The second element that improves the quality of code written with TypeScript is the simplicity of refactoring. The refactoring process itself is something natural. But as long as we don't have clearly defined types and structures, changing the name of a field becomes extremely problematic - not only for the machine but even for the developer who would have to do it manually. By introducing a system of static typing and improved static code analysis already at the compilation stage, TypeScript allows programmers to modify the existing code much more confidently, without worrying that even a small correction of a typo could break something.
The last element is that there's no need to write any code that protects the project from absolutely every case where an object may be incorrectly structured or empty. By introducing TypeScript, we can eliminate the excess of instructions from our code, whose task would be only to protect against errors resulting from incorrectly passed objects. As a result, it's easier to keep order in the code, reducing the need to protect it against unexpected problems in every important function.
Compatible with JS
Understandable for backend developers
The fact that TypeScript in many respects resembles backend languages such as C# or Java means that we can relatively simply introduce it to programmers who have worked mainly with the backend so far (using the mentioned languages). They can now expand their competencies for a job with frontend development.
This similarity to backend object-oriented languages also allows us to introduce backend developers to the code review process or discuss code design with them. Thanks to this, we increase the number of people whose knowledge we can use in the project. This is a chance to introduce and disseminate ideas that have worked in other situations.
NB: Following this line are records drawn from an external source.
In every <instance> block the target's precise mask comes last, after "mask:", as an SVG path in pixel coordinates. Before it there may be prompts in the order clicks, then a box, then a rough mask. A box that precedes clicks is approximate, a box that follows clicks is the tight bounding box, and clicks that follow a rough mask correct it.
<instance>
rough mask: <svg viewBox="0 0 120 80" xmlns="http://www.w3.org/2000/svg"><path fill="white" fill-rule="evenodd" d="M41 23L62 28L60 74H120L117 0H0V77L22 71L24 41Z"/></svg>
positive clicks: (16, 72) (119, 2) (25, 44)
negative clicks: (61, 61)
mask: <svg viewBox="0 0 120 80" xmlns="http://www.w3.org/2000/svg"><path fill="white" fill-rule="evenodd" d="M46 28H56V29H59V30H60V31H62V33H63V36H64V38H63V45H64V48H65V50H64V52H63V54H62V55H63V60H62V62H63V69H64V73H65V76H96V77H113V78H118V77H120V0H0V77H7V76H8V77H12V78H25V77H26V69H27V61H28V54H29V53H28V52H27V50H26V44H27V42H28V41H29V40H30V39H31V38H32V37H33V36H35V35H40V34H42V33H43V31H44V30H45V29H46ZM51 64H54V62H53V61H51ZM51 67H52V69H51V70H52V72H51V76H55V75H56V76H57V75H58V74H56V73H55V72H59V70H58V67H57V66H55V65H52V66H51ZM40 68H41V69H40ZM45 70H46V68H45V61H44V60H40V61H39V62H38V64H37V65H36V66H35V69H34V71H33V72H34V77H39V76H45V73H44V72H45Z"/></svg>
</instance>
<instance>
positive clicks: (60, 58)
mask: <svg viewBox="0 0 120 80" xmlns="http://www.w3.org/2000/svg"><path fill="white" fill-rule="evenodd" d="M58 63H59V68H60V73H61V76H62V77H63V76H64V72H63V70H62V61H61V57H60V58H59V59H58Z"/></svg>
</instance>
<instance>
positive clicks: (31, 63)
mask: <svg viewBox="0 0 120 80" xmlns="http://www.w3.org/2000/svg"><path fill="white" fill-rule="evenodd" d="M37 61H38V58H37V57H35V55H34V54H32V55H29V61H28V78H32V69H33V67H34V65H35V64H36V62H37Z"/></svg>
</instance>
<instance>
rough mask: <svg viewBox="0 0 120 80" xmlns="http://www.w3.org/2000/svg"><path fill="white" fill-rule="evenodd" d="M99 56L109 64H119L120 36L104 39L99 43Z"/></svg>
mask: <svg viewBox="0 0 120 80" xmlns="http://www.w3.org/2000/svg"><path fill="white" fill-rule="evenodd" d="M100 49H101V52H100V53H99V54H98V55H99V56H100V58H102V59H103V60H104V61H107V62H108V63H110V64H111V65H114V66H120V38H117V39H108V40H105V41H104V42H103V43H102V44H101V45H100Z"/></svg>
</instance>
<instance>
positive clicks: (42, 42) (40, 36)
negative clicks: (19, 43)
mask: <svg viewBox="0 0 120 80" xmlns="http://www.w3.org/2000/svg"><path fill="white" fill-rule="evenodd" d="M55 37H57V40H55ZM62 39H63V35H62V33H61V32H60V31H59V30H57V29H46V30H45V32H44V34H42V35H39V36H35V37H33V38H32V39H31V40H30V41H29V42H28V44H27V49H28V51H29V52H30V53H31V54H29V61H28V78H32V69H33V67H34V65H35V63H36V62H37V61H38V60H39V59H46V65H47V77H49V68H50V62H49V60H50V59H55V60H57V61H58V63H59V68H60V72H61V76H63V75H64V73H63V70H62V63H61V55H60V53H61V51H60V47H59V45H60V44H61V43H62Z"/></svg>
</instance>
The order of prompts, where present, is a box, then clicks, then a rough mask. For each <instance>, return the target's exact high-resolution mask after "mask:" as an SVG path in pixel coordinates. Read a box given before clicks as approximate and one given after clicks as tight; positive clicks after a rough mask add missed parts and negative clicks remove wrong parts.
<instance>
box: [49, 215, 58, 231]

Introducing TypeScript at the beginning of the project gives us the opportunity to involve the entire team in the process of designing the code structure, regardless of whether we're talking frontend or backend. As a result, the solutions developed are more consistent and understandable for every technical project member.
We can sum up the benefits of introducing TypeScript to our project from the very beginning in three points:
higher code quality,
pleasure from working on the project.
This allows developers to focus on delivering high-quality business value right away. And because static typing simplifies the refactoring process and facilitates the implementation of well-known patterns, the quality of code the team delivers is easier to maintain at a high level for a longer period. This is even more important in the project's initial phases; when changes appear frequently, ideas and needs change dynamically. The process of changes in data structures is continuous. In such a case, efficient control over types and ease of refactoring mean that the maintenance and development of the code don't give the team any headaches and minimizes the risk of increasing the time needed to introduce new functionalities.